The students left Palco at 2:30 p.m. March 15 and arrived at the survey site at 5 p.m. Upon arrival the group was given an evening meal of buffalo burgers and chips. It was at this time that our group received group assignments and onsite instructions.

The other surveyors were from colleges all across Kansas, and one group was from Smith College in Massachusetts.

Palco is the first high school group that has been allowed to help. The group divided into eight smaller groups. Hayley and Marisa were in one group, and Brock, Wyatt and I were in another group.

We began our survey at dark.

The first of seven ferrets was caught within 45 minutes. Marisa and Hayley's group caught the sixth ferret, a male, between 4 and 4:30 a.m.

Our group, led by Dan Mulhern, spent the entire night driving through 2 square miles of pasture with our windows down looking for ferrets and slowly freezing to death. The temperature dropped from 45 to 25 degrees during the time we did our survey.

We came across deer, coyotes, four skunks, five badgers, countless rabbits and one swift fox.

The swift fox really got us excited because their eyes glow the same bright emerald green as the black-footed ferret. We crossed many fences, gullies and deep cattle trails. At 5 a.m., as we were driving down a fence row, Brock spotted a ferret within 50 feet of our vehicle. We hurriedly set a trap in the burrow and plugged all the nearby tunnel entrances.

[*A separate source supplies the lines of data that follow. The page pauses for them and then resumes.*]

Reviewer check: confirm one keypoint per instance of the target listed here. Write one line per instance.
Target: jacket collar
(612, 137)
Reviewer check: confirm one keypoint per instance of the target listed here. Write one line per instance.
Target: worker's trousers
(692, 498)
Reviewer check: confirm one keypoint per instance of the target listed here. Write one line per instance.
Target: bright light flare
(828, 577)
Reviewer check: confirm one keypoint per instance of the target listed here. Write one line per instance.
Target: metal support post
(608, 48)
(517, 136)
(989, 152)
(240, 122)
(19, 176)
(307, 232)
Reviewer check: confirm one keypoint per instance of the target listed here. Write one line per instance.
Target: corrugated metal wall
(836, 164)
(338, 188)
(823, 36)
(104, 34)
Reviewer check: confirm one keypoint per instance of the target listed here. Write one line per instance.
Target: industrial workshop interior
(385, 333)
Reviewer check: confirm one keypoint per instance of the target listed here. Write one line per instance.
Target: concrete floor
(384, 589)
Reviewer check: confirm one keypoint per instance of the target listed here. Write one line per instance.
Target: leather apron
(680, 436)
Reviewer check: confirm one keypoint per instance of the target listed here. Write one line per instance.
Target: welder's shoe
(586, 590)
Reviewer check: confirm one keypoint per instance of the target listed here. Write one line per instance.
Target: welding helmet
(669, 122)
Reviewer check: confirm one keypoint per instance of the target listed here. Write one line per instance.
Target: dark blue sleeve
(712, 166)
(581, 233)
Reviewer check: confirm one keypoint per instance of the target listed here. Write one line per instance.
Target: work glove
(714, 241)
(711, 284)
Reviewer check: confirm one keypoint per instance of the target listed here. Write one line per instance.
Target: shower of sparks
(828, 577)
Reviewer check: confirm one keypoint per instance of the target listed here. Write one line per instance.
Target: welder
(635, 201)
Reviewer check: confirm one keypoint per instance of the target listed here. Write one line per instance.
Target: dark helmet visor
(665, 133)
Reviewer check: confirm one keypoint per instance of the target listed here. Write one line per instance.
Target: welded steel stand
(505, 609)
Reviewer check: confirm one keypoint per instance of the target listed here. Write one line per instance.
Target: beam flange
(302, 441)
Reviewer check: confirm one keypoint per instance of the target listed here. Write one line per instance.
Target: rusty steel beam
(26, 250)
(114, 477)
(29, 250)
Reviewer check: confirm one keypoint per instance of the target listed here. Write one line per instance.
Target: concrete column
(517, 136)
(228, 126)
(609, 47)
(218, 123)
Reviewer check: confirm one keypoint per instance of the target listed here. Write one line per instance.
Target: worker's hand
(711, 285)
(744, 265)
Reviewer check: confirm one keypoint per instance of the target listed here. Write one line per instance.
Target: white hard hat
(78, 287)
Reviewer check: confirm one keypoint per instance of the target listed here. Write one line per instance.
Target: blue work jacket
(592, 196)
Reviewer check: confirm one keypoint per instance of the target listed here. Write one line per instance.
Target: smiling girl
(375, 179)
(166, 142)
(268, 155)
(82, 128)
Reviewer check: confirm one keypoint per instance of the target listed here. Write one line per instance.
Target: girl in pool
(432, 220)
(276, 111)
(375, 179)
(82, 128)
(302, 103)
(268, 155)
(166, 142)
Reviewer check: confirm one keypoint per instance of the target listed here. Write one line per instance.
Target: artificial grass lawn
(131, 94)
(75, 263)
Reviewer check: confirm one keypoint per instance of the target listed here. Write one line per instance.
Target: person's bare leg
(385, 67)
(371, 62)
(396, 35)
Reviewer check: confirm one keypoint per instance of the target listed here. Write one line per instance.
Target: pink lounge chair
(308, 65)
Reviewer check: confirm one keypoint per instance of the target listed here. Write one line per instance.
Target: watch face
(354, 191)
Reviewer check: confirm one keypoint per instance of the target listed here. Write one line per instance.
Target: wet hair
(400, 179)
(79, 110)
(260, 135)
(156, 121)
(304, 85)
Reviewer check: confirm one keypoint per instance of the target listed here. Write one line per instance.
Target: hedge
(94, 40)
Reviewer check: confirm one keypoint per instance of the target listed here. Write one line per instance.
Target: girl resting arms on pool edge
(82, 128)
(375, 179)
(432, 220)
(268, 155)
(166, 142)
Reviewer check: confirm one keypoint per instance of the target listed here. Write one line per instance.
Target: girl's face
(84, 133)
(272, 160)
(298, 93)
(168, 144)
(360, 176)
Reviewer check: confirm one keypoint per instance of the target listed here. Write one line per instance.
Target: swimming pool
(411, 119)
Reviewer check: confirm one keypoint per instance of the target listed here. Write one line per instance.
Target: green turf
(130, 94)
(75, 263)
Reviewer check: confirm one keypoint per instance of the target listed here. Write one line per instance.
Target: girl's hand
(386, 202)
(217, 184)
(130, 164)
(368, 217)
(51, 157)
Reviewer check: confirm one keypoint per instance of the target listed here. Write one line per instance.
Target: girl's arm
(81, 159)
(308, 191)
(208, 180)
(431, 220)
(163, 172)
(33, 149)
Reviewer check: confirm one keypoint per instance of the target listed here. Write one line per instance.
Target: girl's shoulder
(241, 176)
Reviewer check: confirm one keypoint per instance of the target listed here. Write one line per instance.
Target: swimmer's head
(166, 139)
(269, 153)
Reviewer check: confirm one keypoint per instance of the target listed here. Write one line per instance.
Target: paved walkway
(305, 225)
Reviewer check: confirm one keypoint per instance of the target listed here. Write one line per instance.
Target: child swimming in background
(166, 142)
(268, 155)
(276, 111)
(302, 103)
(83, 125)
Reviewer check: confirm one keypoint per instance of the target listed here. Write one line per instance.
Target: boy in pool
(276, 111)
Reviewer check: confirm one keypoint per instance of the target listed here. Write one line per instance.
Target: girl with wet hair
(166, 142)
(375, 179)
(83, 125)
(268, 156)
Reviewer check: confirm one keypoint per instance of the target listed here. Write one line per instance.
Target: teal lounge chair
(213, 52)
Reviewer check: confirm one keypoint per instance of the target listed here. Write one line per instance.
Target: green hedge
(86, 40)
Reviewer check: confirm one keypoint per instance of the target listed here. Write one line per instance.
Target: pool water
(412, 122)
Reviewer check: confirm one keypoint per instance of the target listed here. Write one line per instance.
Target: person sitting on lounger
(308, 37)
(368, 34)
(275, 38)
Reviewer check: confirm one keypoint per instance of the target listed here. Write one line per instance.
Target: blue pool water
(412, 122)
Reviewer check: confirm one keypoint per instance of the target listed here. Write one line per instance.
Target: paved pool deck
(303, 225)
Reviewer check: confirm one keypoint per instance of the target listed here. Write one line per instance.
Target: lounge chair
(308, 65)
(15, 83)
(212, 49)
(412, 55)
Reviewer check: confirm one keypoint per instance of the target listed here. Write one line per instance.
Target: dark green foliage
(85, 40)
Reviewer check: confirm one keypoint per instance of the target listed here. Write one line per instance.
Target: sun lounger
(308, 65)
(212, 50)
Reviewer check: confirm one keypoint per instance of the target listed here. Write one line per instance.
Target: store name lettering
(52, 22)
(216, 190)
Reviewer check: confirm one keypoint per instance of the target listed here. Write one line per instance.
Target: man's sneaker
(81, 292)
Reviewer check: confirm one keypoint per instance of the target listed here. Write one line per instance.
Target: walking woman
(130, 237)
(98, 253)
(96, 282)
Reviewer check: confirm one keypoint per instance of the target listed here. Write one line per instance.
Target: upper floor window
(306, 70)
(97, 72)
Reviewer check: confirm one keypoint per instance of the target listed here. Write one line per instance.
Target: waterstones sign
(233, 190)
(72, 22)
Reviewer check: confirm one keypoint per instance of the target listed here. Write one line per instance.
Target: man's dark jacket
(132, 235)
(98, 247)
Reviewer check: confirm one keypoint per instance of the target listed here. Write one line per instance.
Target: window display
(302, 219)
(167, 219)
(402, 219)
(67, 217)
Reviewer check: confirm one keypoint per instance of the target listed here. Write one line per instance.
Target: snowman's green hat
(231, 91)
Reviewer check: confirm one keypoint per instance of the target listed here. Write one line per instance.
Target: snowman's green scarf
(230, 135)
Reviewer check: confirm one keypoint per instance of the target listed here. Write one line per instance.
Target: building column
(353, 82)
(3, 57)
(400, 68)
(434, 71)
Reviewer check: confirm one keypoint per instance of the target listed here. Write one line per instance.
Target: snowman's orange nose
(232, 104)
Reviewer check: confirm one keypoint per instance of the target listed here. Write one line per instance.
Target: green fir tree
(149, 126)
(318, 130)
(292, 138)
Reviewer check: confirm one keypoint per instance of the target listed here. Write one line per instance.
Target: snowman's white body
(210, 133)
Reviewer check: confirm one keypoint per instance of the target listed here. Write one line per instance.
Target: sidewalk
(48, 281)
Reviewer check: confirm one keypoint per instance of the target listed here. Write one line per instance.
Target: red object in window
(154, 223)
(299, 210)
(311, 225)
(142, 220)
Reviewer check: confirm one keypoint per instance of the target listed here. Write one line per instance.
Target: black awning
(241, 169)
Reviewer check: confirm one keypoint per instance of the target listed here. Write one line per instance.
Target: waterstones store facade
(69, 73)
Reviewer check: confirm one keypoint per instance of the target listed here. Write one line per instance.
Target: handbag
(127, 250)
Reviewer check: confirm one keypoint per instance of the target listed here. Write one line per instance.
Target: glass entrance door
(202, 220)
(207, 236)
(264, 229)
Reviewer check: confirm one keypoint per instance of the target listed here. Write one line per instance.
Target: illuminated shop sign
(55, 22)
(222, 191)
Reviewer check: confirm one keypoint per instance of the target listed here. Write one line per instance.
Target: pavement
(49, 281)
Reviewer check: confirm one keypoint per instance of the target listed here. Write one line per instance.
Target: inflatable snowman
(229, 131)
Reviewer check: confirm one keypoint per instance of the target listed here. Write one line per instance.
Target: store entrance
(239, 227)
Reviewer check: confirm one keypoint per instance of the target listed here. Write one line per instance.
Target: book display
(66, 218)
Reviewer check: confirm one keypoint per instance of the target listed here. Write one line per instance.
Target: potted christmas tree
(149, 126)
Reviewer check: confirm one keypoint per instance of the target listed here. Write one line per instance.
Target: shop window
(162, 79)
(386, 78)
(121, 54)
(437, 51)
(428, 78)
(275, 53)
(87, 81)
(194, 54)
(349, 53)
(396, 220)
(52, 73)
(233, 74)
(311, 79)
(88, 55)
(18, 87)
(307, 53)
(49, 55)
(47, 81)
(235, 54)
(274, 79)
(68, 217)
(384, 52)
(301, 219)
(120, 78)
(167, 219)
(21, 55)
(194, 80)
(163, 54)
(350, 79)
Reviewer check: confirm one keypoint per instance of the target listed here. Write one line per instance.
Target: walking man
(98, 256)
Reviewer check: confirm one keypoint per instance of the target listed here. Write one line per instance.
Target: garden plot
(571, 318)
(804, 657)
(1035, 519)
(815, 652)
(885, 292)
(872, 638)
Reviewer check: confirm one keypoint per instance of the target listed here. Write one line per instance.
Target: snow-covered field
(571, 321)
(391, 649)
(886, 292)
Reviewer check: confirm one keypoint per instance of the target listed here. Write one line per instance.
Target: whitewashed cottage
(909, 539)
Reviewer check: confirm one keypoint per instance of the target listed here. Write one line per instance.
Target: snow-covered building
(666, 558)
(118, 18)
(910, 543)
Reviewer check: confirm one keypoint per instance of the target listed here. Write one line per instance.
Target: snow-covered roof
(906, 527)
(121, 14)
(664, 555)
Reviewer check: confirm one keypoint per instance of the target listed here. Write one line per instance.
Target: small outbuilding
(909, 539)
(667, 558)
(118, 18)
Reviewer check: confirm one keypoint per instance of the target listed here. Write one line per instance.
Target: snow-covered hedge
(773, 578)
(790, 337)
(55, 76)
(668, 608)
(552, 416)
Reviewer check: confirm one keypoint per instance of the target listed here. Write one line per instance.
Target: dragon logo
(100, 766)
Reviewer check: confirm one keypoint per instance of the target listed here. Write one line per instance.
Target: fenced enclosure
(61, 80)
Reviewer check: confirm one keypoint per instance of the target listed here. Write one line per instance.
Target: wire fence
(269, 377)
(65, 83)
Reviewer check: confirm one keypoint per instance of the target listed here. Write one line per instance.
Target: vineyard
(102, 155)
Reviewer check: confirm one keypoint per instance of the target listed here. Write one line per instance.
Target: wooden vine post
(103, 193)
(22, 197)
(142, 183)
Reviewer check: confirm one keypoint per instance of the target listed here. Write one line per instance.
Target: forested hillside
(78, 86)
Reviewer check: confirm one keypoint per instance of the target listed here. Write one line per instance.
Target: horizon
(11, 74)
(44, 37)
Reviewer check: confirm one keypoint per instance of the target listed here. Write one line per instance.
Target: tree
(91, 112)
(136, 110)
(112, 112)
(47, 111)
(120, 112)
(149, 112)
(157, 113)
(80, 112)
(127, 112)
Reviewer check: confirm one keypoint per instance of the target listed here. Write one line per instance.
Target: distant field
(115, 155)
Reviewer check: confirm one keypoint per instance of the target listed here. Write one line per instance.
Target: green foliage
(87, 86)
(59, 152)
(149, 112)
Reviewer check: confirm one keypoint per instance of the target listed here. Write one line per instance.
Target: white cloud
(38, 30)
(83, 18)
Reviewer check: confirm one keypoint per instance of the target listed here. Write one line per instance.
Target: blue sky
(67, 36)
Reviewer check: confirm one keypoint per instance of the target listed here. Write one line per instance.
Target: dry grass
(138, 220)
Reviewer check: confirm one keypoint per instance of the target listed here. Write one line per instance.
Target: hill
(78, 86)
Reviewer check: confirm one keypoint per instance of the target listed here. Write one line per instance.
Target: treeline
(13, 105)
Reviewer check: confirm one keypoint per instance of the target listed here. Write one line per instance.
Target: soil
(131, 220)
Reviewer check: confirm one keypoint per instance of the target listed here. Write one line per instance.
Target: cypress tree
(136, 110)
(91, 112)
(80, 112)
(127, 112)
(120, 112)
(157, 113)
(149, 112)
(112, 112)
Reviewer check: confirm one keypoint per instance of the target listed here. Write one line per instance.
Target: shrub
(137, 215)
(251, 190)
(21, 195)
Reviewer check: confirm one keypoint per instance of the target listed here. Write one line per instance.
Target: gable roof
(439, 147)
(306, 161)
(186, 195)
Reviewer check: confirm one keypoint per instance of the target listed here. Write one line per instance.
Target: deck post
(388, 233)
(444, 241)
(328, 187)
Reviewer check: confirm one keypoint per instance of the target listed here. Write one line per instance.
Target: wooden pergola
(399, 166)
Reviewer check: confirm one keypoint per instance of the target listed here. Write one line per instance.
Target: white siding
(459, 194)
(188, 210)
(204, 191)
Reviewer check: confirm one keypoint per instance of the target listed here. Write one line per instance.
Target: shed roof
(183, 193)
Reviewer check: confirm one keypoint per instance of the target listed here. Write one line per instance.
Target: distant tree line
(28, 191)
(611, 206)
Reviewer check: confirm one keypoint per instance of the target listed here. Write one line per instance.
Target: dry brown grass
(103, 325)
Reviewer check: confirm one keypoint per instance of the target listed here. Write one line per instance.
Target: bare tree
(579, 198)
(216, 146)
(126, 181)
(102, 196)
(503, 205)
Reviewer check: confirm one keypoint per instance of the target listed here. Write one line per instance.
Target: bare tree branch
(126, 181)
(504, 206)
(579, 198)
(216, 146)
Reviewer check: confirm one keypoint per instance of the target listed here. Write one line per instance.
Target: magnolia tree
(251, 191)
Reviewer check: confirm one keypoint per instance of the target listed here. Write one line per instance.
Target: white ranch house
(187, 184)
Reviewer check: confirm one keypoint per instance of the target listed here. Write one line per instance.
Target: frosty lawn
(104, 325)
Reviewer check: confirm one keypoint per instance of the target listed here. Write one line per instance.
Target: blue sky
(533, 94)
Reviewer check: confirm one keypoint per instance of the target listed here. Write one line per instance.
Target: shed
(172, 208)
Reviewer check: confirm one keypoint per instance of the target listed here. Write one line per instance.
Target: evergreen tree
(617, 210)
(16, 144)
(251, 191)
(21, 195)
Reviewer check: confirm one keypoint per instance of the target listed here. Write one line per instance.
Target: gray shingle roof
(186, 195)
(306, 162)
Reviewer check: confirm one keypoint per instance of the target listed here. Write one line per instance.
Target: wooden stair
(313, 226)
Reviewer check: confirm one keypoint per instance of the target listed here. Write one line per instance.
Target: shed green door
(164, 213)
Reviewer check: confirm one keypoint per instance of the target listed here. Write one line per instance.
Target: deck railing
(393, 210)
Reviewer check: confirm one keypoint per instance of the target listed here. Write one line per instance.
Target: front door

We then left the area for 30 minutes to allow the ferret to relax and, hopefully, climb into the trap. When we returned we could see the bright eyes and bobbing head of the ferret in our trap. We quickly collected the trap and transported the ferret to our base camp where a veterinarian checked out its health, sex (ours was a young female), and implanted two microchips for later identification. We then returned the ferret to the same burrow we had captured it from.

The seven ferrets (five new and two recaptures) were a record for one night of trapping. We were extremely lucky to have both of our groups involved with a capture.

These Palco students are now numbered in a group of less than 200 people who have captured and tagged a wild black-footed ferret. The Fish and Wildlife Service continued to survey these ferrets for eight days through March 25.

This outing was a wonderful educational experience and quite an adventure.

After spending an entire night in the field and seeing the sunrise without sleeping, we returned home. Needless to say, the weary students slept all the way back to Palco.

* Richard Robinson is in his first year teaching science at Palco High School but has a 33-year career teaching science, all but one of it at Hill City High School. He and his wife, Debbie, live on a farm south of Hill City. His son, Wyatt, is the youngest of six.